Seeing Pulicat today, as we did in January 2025, it is difficult to imagine that this large village was once a thriving centre of international trade, and even more impossible to realise that it was an important market place for selling slaves. However, there is one very visible reminder of the erstwhile Dutch presence in the town: a small cemetery containing many well-preserved graves and mausoleums of Dutch people who died in the district.
Before describing the cemetery, I will mention the small museum near it, and next door to a school named ‘Dutch Academy Nursery and Primary School’. The very basic museum is housed in what must have once been a small shop. Its walls have some interesting informative panels attached to them. These outline the history of Pulicat. As for the exhibits, they are a rather shambolic assembly of unlabelled odds and ends. In one glass fronted cabinet, there were some fragments of ceramic vessels. I wondered whether these were bits of things left behind by the Dutch. On close examination, I noticed one of these broken pieces was labelled “made in Japan”.

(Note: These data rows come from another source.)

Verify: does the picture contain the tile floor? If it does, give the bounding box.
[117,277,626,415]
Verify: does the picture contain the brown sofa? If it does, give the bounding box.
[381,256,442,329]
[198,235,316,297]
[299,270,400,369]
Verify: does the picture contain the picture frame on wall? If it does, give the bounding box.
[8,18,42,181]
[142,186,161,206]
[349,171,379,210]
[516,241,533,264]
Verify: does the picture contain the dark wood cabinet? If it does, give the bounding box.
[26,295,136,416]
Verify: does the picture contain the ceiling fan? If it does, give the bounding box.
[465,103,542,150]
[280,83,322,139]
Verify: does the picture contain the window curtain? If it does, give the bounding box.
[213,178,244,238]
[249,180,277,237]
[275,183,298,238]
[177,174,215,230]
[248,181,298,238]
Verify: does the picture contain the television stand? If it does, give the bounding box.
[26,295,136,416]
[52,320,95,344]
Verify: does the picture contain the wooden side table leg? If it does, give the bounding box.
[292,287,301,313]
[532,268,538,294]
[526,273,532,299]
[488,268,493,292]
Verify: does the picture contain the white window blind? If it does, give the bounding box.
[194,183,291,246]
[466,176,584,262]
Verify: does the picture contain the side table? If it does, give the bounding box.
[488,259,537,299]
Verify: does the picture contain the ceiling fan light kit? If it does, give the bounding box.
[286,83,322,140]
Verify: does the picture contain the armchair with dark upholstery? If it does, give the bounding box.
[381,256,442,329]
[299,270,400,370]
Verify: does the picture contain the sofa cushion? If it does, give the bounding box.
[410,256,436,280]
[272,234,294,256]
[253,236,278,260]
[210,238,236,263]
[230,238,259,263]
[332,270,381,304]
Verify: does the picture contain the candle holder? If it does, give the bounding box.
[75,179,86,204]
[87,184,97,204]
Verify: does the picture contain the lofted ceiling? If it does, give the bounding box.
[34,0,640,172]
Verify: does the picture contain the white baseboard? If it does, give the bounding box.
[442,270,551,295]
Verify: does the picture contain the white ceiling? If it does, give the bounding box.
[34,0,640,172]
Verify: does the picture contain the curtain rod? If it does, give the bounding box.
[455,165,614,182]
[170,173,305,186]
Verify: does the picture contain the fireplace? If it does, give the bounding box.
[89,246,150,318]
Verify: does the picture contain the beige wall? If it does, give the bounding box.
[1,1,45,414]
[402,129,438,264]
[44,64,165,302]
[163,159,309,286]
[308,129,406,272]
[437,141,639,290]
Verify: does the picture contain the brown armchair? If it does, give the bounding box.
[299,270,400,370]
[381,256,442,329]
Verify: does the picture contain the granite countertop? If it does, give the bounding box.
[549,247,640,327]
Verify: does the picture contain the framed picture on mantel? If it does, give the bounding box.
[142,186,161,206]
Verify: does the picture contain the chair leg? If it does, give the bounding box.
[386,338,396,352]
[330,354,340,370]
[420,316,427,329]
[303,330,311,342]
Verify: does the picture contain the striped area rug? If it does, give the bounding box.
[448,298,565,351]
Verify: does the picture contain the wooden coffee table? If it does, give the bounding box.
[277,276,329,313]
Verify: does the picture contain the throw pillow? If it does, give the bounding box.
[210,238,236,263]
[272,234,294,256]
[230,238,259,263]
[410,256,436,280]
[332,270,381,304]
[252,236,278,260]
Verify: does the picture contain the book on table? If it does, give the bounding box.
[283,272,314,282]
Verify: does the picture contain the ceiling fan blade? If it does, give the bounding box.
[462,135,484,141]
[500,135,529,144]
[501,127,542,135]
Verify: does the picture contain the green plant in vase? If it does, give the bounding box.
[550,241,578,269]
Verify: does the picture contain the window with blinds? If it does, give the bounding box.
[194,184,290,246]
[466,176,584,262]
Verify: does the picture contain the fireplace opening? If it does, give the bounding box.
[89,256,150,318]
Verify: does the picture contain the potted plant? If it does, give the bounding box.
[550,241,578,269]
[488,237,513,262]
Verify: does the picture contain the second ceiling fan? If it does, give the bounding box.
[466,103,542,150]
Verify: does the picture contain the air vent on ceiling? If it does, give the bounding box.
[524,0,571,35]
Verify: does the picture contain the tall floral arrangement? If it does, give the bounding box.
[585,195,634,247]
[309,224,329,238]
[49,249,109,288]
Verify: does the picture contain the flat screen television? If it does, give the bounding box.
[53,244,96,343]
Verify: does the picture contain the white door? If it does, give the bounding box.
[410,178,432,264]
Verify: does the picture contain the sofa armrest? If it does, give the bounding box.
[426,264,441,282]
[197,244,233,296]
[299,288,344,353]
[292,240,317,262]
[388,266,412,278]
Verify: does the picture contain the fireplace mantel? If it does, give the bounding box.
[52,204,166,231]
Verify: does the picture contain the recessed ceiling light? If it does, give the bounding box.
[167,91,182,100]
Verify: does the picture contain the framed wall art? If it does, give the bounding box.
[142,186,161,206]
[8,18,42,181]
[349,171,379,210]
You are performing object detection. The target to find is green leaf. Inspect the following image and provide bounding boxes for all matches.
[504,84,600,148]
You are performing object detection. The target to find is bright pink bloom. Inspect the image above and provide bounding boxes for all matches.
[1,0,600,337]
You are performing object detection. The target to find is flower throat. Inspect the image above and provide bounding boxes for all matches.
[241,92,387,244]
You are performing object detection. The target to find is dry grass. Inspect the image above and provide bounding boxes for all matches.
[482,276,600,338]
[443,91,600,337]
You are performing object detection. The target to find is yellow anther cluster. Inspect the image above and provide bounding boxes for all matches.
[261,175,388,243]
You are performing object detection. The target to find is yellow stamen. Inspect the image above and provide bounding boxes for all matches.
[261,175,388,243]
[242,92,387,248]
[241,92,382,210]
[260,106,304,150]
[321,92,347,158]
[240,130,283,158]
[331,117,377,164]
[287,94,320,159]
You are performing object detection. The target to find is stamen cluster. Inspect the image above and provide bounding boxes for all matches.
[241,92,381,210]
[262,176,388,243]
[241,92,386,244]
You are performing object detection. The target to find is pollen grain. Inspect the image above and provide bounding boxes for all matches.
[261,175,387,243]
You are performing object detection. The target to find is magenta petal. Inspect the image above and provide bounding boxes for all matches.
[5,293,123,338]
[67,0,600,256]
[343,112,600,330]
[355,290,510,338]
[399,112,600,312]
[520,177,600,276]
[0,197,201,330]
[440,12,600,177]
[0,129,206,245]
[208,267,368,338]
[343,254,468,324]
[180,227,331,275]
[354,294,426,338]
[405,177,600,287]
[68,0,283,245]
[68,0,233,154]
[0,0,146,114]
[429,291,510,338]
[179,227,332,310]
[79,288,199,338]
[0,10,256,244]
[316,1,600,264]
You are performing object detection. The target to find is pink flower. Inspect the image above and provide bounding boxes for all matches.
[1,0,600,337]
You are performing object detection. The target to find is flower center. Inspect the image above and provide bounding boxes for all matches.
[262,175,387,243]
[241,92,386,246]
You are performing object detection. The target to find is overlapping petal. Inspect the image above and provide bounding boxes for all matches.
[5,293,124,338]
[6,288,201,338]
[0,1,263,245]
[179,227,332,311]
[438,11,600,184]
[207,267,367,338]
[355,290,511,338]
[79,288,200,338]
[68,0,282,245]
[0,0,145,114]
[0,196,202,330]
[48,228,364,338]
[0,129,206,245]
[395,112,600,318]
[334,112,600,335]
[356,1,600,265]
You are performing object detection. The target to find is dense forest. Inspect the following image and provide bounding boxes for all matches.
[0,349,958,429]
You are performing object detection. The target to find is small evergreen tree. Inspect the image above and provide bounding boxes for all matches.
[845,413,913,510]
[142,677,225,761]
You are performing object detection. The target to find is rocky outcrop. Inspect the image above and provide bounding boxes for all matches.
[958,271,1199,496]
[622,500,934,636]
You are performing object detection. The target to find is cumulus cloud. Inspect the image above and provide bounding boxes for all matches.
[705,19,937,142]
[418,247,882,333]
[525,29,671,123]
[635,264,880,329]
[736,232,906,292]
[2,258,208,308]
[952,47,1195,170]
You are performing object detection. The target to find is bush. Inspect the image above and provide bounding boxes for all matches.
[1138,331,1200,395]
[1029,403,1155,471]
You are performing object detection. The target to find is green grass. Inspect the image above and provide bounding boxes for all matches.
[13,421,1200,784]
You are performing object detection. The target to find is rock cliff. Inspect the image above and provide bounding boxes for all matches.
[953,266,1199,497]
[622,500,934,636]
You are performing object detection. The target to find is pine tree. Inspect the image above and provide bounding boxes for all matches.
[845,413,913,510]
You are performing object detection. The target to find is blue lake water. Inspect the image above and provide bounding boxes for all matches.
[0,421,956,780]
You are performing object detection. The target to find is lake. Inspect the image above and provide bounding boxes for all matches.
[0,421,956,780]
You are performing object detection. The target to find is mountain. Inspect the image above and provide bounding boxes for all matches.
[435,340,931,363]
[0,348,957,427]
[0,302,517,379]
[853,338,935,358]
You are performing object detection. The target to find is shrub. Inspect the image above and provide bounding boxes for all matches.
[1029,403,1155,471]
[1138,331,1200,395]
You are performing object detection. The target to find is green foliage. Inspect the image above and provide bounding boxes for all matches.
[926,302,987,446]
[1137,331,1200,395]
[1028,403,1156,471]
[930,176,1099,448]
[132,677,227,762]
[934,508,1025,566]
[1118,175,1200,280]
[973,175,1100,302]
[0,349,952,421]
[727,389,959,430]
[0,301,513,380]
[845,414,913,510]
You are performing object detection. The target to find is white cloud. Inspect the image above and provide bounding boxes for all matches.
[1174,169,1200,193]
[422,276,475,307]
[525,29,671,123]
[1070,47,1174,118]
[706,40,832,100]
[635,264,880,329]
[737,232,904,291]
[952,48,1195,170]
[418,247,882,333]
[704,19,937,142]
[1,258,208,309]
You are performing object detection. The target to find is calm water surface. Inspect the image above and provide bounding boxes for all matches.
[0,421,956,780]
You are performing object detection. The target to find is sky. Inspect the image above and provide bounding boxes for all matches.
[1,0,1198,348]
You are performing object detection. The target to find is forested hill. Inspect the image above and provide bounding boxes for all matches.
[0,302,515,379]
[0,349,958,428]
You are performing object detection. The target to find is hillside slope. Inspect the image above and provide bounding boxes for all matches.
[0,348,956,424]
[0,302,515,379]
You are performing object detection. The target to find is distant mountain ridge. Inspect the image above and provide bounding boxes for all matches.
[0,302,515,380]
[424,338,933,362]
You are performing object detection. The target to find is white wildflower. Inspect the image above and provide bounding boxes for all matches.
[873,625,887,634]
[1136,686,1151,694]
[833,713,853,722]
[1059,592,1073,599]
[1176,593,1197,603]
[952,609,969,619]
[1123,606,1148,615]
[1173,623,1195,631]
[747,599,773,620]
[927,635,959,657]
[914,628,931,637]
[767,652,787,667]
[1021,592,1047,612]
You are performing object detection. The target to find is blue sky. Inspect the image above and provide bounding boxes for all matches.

The Dutch cemetery is a fantastic sight. It is well worth making the 2 hour road trip from Chennai to see it. The entrance to the walled graveyard is made of carved stone. On each side, it is flanked by stone carvings of skeletons. One is resting its skull on its right hand and holding another in his left, and the other is balancing a double-sided drum or tabla on its skull. Although there are several obelisks and elaborate mausoleums in the cemetery, most of the graves are marked by horizontal stones upon which there are carved inscriptions. The inscriptions, which are all easy to read, are often framed with decorative floral carvings. Most of the inscriptions are in Dutch. A few are in Latin. The oldest of the deceased died in the mid to late 1650s. At the far end of the cemetery, we found two graves of British people. Although the British took over Pulicat in 1825, they used it more as a place for picnics than as a trading station.
The Dutch cemetery is a reminder that not every Dutch person who came to India to make a fortune returned home. What it does not recall is the vast numbers of Indians who were exported by the Dutch as slaves, and had no hope of ever seeing their homes again.